Circular Saw Kickback Killer (We used science to make tools safer) - Smarter Every Day 209

SmarterEveryDay · 2026-05-22 ·▶ Watch on YouTube ·via captions

Dustin and Chad (software expert) built a patent-pending multi-axis detection system that uses machine learning to identify circular saw kickback events and automatically apply the saw's built-in brake within milliseconds — before the user can physically react.
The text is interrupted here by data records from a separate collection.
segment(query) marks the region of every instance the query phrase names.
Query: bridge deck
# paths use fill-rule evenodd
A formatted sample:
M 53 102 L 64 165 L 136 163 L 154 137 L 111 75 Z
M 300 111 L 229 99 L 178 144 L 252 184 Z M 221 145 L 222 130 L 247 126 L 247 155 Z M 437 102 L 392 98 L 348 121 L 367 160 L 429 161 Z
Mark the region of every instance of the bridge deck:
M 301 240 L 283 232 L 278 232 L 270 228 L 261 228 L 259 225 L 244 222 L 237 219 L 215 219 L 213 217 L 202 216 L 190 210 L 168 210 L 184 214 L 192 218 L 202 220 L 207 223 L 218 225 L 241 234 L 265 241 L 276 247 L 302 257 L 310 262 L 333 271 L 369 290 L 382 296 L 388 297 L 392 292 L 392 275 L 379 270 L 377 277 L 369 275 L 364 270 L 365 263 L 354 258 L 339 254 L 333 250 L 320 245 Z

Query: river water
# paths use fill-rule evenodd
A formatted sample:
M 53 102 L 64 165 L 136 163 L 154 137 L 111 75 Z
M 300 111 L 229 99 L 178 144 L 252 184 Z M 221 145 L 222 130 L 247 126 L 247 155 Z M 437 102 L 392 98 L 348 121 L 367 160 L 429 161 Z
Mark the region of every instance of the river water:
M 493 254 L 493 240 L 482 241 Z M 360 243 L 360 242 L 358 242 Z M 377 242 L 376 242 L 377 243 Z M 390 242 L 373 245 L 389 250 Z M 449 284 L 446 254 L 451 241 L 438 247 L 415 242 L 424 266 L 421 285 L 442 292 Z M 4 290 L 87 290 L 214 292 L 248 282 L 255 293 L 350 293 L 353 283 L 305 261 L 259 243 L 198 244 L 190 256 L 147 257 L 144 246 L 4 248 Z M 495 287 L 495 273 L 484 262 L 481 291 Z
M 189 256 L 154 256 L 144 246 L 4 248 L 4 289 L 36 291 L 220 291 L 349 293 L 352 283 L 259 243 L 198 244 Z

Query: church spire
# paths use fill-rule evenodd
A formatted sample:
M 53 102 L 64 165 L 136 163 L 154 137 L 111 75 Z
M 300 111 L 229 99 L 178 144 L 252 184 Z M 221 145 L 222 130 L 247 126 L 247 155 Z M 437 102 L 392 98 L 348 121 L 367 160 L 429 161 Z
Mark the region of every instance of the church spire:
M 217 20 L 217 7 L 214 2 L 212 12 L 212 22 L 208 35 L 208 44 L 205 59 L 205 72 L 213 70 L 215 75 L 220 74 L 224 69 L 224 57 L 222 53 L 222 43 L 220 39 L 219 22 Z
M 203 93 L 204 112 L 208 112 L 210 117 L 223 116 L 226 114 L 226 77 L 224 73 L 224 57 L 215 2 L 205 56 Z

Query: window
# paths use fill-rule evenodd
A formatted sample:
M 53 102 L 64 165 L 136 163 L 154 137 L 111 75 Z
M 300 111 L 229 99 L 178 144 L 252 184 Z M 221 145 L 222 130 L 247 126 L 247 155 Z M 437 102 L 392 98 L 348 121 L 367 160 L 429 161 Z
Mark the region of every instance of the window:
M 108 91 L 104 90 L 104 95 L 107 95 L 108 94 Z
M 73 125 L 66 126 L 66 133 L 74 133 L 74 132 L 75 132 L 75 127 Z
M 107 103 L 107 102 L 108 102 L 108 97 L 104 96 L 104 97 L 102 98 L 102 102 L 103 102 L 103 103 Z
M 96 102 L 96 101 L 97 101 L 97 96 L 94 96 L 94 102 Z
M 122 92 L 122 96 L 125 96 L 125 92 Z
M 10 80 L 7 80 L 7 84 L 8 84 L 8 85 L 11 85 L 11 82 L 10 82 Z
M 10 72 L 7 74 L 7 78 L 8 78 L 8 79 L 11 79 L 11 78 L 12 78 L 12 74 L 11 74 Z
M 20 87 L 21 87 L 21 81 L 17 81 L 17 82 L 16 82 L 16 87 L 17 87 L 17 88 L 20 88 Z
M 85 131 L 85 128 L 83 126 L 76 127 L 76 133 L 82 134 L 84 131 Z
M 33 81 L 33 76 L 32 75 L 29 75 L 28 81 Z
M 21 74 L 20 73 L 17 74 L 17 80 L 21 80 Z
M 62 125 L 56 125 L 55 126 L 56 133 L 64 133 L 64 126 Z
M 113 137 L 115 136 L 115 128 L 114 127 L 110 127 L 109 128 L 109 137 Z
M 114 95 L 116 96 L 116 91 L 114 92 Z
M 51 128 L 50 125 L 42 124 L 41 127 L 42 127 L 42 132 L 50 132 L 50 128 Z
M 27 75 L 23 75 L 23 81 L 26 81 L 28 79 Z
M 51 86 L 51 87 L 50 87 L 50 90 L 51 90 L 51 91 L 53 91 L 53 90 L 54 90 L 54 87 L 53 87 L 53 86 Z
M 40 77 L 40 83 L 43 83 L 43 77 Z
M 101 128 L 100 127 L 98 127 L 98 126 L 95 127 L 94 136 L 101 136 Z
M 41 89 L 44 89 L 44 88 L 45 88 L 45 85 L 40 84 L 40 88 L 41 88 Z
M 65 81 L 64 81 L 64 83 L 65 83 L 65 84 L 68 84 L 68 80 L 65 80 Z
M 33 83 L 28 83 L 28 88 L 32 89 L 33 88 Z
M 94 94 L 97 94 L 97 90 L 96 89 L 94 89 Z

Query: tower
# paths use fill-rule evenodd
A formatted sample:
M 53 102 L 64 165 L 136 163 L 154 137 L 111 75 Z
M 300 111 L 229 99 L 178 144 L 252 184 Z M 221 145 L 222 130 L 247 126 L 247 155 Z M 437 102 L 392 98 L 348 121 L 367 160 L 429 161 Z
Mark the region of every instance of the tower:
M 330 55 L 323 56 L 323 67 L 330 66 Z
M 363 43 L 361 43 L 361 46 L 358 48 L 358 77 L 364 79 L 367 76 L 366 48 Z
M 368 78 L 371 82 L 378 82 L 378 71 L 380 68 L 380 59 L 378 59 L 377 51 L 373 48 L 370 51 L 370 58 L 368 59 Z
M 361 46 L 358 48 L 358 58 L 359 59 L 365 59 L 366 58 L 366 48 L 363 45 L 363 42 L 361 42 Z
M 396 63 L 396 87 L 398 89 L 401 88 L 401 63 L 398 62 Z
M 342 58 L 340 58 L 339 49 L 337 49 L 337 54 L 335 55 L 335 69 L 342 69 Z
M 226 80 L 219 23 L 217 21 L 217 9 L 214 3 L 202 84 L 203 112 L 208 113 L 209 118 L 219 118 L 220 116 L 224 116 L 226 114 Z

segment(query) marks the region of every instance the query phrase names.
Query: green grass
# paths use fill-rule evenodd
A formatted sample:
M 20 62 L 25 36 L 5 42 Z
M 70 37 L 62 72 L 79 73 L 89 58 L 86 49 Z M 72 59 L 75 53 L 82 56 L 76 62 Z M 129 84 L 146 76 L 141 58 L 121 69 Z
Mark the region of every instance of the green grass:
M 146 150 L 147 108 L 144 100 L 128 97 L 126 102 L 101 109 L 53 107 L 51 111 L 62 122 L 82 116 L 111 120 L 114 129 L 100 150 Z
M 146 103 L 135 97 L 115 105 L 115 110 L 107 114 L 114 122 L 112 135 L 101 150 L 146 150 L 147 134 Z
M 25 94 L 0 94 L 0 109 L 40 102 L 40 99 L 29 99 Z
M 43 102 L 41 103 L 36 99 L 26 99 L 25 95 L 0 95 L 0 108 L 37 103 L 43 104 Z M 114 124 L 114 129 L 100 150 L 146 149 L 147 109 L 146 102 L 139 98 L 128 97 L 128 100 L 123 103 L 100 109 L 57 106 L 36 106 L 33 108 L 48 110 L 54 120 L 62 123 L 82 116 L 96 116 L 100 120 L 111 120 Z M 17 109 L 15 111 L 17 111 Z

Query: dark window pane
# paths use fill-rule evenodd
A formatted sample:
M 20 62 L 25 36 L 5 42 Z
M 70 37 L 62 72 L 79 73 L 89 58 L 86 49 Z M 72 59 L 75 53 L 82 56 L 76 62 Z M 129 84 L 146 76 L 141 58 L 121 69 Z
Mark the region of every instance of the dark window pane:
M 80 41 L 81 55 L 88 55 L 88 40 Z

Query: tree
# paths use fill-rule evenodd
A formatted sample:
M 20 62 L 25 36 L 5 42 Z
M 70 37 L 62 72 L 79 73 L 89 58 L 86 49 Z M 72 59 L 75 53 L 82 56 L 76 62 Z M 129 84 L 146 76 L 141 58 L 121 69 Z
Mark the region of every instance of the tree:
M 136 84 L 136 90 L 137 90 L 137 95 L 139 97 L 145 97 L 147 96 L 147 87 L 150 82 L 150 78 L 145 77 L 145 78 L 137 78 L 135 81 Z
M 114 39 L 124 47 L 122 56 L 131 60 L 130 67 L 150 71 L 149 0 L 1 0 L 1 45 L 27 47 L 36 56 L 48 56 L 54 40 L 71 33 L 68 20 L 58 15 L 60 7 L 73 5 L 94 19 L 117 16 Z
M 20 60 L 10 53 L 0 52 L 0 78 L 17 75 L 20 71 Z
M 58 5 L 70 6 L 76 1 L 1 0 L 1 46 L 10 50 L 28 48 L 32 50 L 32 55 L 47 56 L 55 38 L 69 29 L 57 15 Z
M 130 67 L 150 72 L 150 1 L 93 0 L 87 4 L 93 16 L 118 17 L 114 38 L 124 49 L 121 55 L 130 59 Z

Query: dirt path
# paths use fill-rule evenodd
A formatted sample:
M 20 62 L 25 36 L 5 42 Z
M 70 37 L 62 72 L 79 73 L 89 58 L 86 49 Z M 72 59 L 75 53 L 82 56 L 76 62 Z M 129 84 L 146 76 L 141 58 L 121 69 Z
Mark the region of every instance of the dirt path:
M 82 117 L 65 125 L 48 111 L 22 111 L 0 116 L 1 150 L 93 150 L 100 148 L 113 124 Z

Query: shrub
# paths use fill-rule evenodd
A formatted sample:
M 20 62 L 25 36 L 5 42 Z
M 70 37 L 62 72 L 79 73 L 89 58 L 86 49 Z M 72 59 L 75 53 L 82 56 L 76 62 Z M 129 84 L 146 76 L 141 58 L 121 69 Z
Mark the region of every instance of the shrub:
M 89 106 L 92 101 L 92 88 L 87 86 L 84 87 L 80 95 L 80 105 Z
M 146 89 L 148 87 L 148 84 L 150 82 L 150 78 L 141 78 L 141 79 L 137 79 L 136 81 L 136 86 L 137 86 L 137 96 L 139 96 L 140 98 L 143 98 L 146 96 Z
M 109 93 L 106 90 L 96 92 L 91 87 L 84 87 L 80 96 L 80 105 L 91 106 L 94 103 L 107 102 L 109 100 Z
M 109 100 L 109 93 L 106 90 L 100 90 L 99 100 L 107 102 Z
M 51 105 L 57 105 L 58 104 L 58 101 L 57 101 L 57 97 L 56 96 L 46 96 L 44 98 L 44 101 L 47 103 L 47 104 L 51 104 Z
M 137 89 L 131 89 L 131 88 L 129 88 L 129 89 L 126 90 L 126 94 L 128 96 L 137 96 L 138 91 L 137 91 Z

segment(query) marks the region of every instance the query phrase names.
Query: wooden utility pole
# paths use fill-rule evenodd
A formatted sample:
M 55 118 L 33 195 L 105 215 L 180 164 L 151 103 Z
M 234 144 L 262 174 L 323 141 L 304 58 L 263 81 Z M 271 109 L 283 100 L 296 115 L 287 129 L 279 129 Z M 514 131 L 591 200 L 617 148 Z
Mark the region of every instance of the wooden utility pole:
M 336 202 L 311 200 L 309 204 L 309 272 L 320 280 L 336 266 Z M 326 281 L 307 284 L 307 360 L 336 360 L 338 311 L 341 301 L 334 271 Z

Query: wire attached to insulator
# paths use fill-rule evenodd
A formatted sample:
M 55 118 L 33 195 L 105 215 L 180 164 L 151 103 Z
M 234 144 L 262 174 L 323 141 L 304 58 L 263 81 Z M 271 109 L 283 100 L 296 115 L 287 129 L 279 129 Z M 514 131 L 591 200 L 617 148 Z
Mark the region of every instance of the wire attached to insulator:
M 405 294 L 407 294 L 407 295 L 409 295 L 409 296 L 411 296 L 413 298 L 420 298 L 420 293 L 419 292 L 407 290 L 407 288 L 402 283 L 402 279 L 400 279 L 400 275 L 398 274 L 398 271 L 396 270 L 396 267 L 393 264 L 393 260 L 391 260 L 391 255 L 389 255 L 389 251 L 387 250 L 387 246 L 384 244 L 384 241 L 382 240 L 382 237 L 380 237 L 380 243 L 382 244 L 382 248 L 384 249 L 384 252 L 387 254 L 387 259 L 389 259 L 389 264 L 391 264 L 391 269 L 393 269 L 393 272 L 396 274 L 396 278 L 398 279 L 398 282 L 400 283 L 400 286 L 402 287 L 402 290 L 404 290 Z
The project, called Lantern Safety Kinetics, aims to get this technology adopted by major tool manufacturers. ---

Key Concepts

ConceptDefinition
KickbackWhen a circular saw blade is pinched by bending wood, the blade grabs the material and violently propels the saw back toward the user
Multi-axis detection systemA 9-axis sensor array (accelerometer + gyroscope + magnetometer) embedded in the saw handle that monitors motion in real time
Machine learning (neural network)Trained on data from normal saw use vs. kickback events; the algorithm determines what sensor patterns are unique to kickback — the programmer does not manually set thresholds
Dynamic motor brakingThe saw's existing electromagnetic brake is triggered by the algorithm the moment a kickback signature is detected, decelerating the blade rapidly
Magnetometer trickThe magnetometer may detect the motor's own magnetic field, giving the algorithm additional signal about blade rotational state

Notes

The Physics of Kickback

  • Cutting sheet goods (e.g., plywood) causes cut sections to sag inward and pinch the blade
  • Pinched blade behaves like a wheel: teeth catch the wood and launch the saw back at the user
  • Blade fully exits the wood within **~80 milliseconds** of kickback initiation
  • Once blade is freed, motor continues adding angular momentum → blade speed *increases*, making re-contact more dangerous
  • Human reaction time is not fast enough to release the trigger before injury risk is realized
  • The ideal intervention window is **before the saw leaves the wood**

High-Speed Camera Analysis

  • Tests used a zip-tied trigger to observe full kickback behavior safely
  • Timer overlay confirmed the entire dangerous event unfolds in under **one tenth of a second**
  • Blade re-contacting a surface after kickback (e.g., falling back down) demonstrated severe secondary injury potential

Prototype v1 — Accelerometer Only

  • Single-axis accelerometer detected backward acceleration of the saw
  • Triggered motor shutoff automatically
  • **Limitation**: false positives from normal bumps and handling

Prototype v2 — 9-Axis Sensor + Machine Learning

  • Sensors: accelerometer + gyroscope + magnetometer (9 axes total)
  • Training data: dozens to hundreds of normal use recordings + annotated kickback events
  • Neural network identifies what sensor patterns are anomalous to kickback — no manual threshold programming
  • Hardware embedded in a hogged-out saw handle
  • Successfully stopped self-induced kickback in live hand-held tests

Reading the Sensor Data (Overlaid on Slow-Mo)

  • **Yellow line**: overall acceleration magnitude of the saw body
  • **Red line**: magnetic field strength (proxy for brake engagement and motor state)
  • Sequence visible in data:

How the Brake Works

  • The brake is **already built into consumer circular saws** (electromagnetic)
  • The system only adds a sensor+algorithm layer to decide *when* to fire the brake
  • No hardware modification to the braking mechanism itself is required

Actionable Takeaways

  1. If you want this technology in commercial tools, tweet the video at your preferred tool manufacturer (Dustin's explicit ask)
  2. Tool manufacturers can contact Lantern Safety Kinetics (link in original video description) to license or collaborate
  3. When using a circular saw, understand that kickback happens faster than human reaction time — use proper technique (blade depth, supported cuts) as the primary defense until active systems exist

Quotes Worth Keeping

The ideal time to respond to a kickback event is before the saw even leaves the wood.
I'm not really programming in exactly what the thresholds are — I'm taking data from dozens to hundreds of people using a saw in normal everyday ways and feeding that information into a neural network.
The brake's already in there. All you need is a little sensor to figure out when to hit the brake — and that's all we're doing.